Editorial: Don’t just look at the comforting in MLK’s legacy

Dr.+Martin+Luther+King%2C+Jr.+addresses+the+Sunday+Evening+Club+at+Orchestra+Hall+in+Chicago+in+1965.+Jack+Dykinga%2FChicago+Tribune%2FTNS
TNS
Dr. Martin Luther King, Jr. addresses the Sunday Evening Club at Orchestra Hall in Chicago in 1965. Jack Dykinga/Chicago Tribune/TNS

The last Martin Luther King Jr. Day of the Obama era couldn’t have better foreshadowed the changes coming in the next four years.

As the outgoing president marked the day of remembrance for one civil rights icon with a visit to a Washington, D.C., homeless shelter, a feud festered between another hero of the civil rights movement and the incoming executive, President-elect Donald Trump.

Rep. John Lewis, D-Ga., told NBC’s Chuck Todd Saturday that he didn’t consider Trump a “legitimate president” and had no plans to attend the inauguration. Trump fired back at Lewis, a leader of the “Big Six” key organizers of the civil rights movement of the 1960s, attacking him on Twitter as “all talk, talk talk — no action or results.”

Given Lewis’ role in organizing the 1963 March on Washington for civil rights, Trump’s criticism seems unfounded. What was even stranger was the business mogul’s praise a mere two days later on Twitter for another civil rights crusader, King, and “the many wonderful things he stood for.”

The seemingly arbitrary distinction Trump made between the dead King and the living John Lewis isn’t anything new. There’s a long-standing American tradition of taking activists’ radical legacies and putting them into innocuous, apolitical contexts — and King’s canonization is no exception.
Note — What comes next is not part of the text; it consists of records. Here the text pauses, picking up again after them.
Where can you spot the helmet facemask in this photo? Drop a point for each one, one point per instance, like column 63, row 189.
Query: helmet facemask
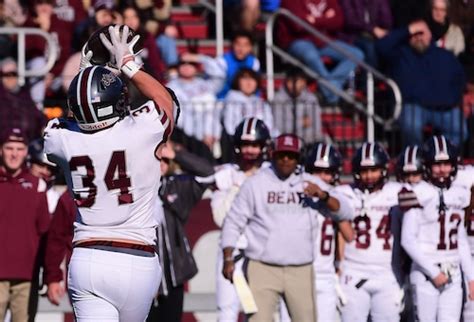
column 97, row 99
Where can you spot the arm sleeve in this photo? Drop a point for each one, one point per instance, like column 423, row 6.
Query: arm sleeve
column 59, row 237
column 43, row 215
column 221, row 202
column 410, row 229
column 346, row 211
column 52, row 140
column 465, row 253
column 236, row 220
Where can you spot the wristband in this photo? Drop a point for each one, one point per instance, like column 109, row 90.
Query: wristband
column 326, row 197
column 130, row 68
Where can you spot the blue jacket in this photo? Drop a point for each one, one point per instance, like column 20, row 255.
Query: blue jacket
column 233, row 66
column 434, row 79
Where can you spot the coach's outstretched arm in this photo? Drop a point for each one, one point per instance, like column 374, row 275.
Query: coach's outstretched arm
column 122, row 57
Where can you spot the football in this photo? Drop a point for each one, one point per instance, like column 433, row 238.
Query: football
column 100, row 54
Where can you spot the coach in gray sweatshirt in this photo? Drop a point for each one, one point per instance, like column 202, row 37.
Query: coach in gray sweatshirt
column 272, row 209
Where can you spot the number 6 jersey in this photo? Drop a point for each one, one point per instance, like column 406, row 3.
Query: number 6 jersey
column 113, row 173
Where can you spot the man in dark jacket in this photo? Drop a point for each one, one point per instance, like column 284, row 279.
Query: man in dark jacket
column 327, row 17
column 24, row 218
column 179, row 193
column 431, row 80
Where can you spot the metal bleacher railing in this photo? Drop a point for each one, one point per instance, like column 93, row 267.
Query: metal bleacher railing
column 368, row 110
column 51, row 51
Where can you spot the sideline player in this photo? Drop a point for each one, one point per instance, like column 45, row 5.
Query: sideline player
column 271, row 208
column 111, row 160
column 369, row 276
column 252, row 141
column 409, row 171
column 325, row 162
column 434, row 237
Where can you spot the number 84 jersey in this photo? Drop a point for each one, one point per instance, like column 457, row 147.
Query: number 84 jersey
column 371, row 249
column 113, row 173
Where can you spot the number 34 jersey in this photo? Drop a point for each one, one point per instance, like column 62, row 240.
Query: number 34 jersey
column 113, row 173
column 371, row 250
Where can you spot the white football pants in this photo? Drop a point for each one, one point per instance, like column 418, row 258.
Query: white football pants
column 110, row 286
column 377, row 294
column 468, row 313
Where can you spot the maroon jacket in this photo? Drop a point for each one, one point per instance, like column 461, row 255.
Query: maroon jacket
column 289, row 31
column 24, row 217
column 62, row 31
column 59, row 240
column 19, row 110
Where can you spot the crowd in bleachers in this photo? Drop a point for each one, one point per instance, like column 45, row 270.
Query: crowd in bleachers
column 374, row 31
column 427, row 47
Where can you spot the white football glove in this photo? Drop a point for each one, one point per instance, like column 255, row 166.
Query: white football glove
column 120, row 50
column 85, row 58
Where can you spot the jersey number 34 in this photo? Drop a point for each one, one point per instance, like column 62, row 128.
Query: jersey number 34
column 115, row 178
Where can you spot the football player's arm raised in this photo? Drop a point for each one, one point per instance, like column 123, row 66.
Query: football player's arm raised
column 122, row 57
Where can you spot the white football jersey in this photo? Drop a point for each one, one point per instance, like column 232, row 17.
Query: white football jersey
column 372, row 247
column 113, row 173
column 438, row 225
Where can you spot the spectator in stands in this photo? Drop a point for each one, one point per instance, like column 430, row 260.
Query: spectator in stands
column 406, row 11
column 243, row 101
column 44, row 17
column 24, row 218
column 365, row 22
column 155, row 16
column 58, row 243
column 446, row 34
column 225, row 68
column 150, row 54
column 197, row 97
column 295, row 99
column 17, row 108
column 467, row 57
column 431, row 80
column 178, row 195
column 104, row 14
column 327, row 17
column 461, row 13
column 72, row 11
column 468, row 98
column 249, row 11
column 11, row 15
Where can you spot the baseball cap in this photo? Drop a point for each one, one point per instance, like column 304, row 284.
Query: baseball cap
column 104, row 4
column 13, row 134
column 288, row 143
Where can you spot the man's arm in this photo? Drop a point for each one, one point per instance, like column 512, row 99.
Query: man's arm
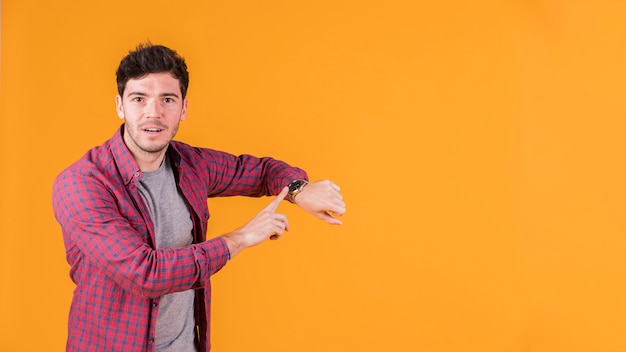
column 92, row 224
column 323, row 200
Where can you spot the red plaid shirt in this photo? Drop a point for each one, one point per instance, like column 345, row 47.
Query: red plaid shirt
column 109, row 239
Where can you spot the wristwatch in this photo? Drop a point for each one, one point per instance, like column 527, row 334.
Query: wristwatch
column 295, row 187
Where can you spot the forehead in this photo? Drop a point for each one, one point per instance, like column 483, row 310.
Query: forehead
column 153, row 83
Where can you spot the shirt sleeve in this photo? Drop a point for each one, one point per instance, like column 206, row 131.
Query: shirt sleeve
column 94, row 230
column 230, row 175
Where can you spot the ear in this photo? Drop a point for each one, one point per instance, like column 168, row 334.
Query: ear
column 119, row 107
column 183, row 113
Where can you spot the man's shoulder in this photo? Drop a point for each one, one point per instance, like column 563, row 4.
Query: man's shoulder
column 96, row 161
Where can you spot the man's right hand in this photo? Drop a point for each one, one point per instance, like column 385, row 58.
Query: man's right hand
column 266, row 224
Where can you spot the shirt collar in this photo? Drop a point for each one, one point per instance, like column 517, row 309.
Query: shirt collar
column 126, row 164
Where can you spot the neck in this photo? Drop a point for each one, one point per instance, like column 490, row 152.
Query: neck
column 147, row 161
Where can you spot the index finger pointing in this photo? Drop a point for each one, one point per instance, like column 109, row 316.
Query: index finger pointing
column 276, row 201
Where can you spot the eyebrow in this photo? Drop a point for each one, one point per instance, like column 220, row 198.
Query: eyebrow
column 144, row 94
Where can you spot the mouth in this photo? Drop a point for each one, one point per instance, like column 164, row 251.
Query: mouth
column 152, row 129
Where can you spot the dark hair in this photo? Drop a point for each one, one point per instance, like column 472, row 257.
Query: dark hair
column 148, row 58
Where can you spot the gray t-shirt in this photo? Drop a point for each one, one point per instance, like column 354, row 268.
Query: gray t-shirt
column 175, row 329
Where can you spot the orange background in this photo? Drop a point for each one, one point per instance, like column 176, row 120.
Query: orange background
column 478, row 145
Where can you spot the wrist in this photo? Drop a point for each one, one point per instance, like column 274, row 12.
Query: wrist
column 295, row 187
column 235, row 244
Public perceptions of King shifted dramatically after his death. According to a 1987 Oakland University poll, 72 percent of Americans viewed King unfavorably in 1966 — two years before his death. That number shrunk to just 24 percent two decades later. The radical aspects of King’s message included positions on labor rights, the war in Vietnam and free access to birth control that were very much unpopular at the time. But time and intellectual laziness have made all of that fade behind an inoffensive facade that leaves everything out except for King’s commitment to nonviolence.

The differences between the real and the invented King became incredibly apparent this weekend. Mirroring Trump’s selective memory about civil rights activism, white actor Rob Schneider felt the need to explain to Lewis on Twitter that King would never “give in to his anger or his hurt.”

Schneider’s Martin Luther King is a far cry from the living, breathing man who marched with John Lewis. MLK was a human being, and just like any human being it would be unfair to expect him never to act out of anger or hurt. He represents exactly what it was that King himself warned against in his Letter from Birmingham Jail — a “white moderate” who “prefers a negative peace which is the absence of tension to a positive peace which is the presence of justice.”

We might not consider it now, but King was politically polarizing in his lifetime.

Trump, Schneider and others who seek to co-opt his legacy should recognize why activism for what’s right isn’t always popular or safe. If they can’t, they shouldn’t claim to truly respect and honor his legacy.